There’s no denying it: beginners who have just entered the business world may find most of the topics in the field a bit confusing, such as the various types of variables — which is completely understandable. Some topics are easier than they seem, and over time, you’ll master them.
Variables are information or characteristics that you want to measure in a given group of people during market research or data analysis . Therefore, in this post, we will explain in a simple way what variables are, their different types and series, in addition to showing how these concepts can be essential for your success. Check it out!
Types of variables in data analysis
The concept of variables is simple, but it can be scary for some people, as they originated in the field of Statistics. To understand how they work, it is necessary to know that there are two groups of variables: quantitative and qualitative. Check them out:
What is a quantitative variable?
The quantitative variable was created to explain numerical quantities and is the specific value or characteristic of a variable that is sought to be analyzed in a study. It is divided into 2 groups:
1. Discrete variable
This group corresponds to numbers without decimals, that is, whole or natural numbers. The discrete variable is only used when the person wants to know the exact value of something. Example:
How many bathrooms does your house have? Answer: 3.
2. Continuous variable
In the continuous variable group, the numbers correspond to decimals , that is, they are separated by commas. Below is an example of a question for this group:
How tall are you? Answer: 1.86.
What is a qualitative variable?
Technically, qualitative variables are represented by words and worked with a quality, being the opposite of what was seen previously with the other group. Here, it is also divided into 2 groups:
1. Nominal variable
There is no hierarchy between possible categories, such as gender, age, marital status, or who comes last and who comes first . Example:
There is no difference between someone who has a disease and someone who does not have a disease.
2. Ordinal variable
This type is a variation of the previous one, since it hierarchizes an order according to the characteristics of the group. Organizing in this way is great for allowing a deep level of applied study and makes it easier to detail market research in the near future. Example:
Individuals’ titles: no degree, graduate, master, doctor and post-doctor.
3. Dichotomous variable
A dichotomous variable is classified as a correspondence between only one answer and two alternatives — in this case, the person responding cannot choose more than one option.
4. Polytomous variable
This type of variable is completely different from the previous one. Here, there are several options for just one answer. Check out an example:
Is your car brand Fiat, Toyota, KIA, Hyundai ? Answer: Toyota.
What are the types of data series and analysis?

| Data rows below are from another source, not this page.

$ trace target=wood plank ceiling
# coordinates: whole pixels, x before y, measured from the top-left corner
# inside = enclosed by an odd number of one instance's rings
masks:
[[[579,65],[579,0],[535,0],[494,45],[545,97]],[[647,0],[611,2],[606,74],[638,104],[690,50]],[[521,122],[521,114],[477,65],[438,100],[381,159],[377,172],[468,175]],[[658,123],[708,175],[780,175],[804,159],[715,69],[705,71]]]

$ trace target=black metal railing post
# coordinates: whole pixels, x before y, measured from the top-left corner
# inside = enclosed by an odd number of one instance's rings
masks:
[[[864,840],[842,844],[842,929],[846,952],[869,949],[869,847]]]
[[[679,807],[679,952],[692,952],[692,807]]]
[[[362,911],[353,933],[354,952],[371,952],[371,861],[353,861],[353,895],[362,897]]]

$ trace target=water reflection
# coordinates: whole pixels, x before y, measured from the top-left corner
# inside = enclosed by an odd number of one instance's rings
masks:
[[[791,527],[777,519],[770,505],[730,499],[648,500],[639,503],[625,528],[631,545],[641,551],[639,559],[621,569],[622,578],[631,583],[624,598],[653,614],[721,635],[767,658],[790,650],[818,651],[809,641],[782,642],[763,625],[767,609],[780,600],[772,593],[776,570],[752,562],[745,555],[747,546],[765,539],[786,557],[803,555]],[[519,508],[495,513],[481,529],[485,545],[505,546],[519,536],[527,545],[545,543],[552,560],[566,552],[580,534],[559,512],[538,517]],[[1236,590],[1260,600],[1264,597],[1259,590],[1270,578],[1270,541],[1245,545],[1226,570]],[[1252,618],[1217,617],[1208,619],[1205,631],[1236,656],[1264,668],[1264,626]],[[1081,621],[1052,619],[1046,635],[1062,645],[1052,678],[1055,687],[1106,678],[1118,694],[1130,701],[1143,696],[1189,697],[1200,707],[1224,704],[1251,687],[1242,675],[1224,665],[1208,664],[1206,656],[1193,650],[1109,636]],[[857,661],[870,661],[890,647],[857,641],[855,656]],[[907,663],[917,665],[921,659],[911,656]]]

For accurate data analysis, it is important that the types of series are taken into account, namely categorical, geographic and temporal:
- Categorical series: this series represents statistics that can be separated into specific categories, such as market sectors and product types;
- Geographic series: as the name suggests, this group covers different geographic locations, such as data by location;
- Time series: With monthly or annual sales, a time series is one in which data is collected and recorded at regular intervals of time.
Other types of variables
There are other types of variables, but it is essential to know that the most common variables are classified as qualitative and quantitative, as seen previously. For greater understanding, a classification can also occur with other types of variables that are not under analysis. Understand:
1. Independent variable
This type of variable may undergo changes throughout the study and is related to factors that can be controlled by the market, such as the price of products, the implementation of promotions and the contribution of elements to the result .
2. Dependent variable
Dependent variables are the result of independent variables. Examples of this include increased purchase conversion, large number of transactions, profit and inflation.
3. Moderating or mediating variable
Acting between the independent and dependent variables, the moderating variable ends up being influenced by these two classes. For example, this type of variable is used when the objective of the study is to better understand the customer’s attitude, as well as the intentions behind their purchase.
How important is it to correctly classify variable types?
Firstly, being able to correctly identify the type of variable in focus and its series is essential to execute precise data analysis techniques and ensure that your establishment has market intelligence .
This identification has a positive impact on all stages of the process, from data collection and validation to the choice of modeling techniques and presentation of results through clear and effective visualization.
Secondly, the relationship between series and variables means that identifying patterns and trends in the data can provide insights for important decision-making . When there is an understanding that these two groups are interconnected, it is possible to use specific techniques to take the efficiency of data analysis to another level. In short:
- Perform good data visualization, modeling and processing techniques;
- Ensure that the popularity and accuracy of data analysis happens;
- Extract the most important insights and make the most of available data to ensure accurate decision-making.
Mastering variable types and series: why is it so important?
To obtain effective and consistent data analysis, it is essential to master the types of variables and series. These two practices are essential for relevant and profitable results. With the expertise to know how to extract important insights for the business, the reward in the decision-making of organizations will be a success.
Understanding the different types of variables and series can make your data analysis more successful. Identifying and applying the types of variables is essential for performing detailed analyses and understanding more accurately the trends and patterns that appear in the data.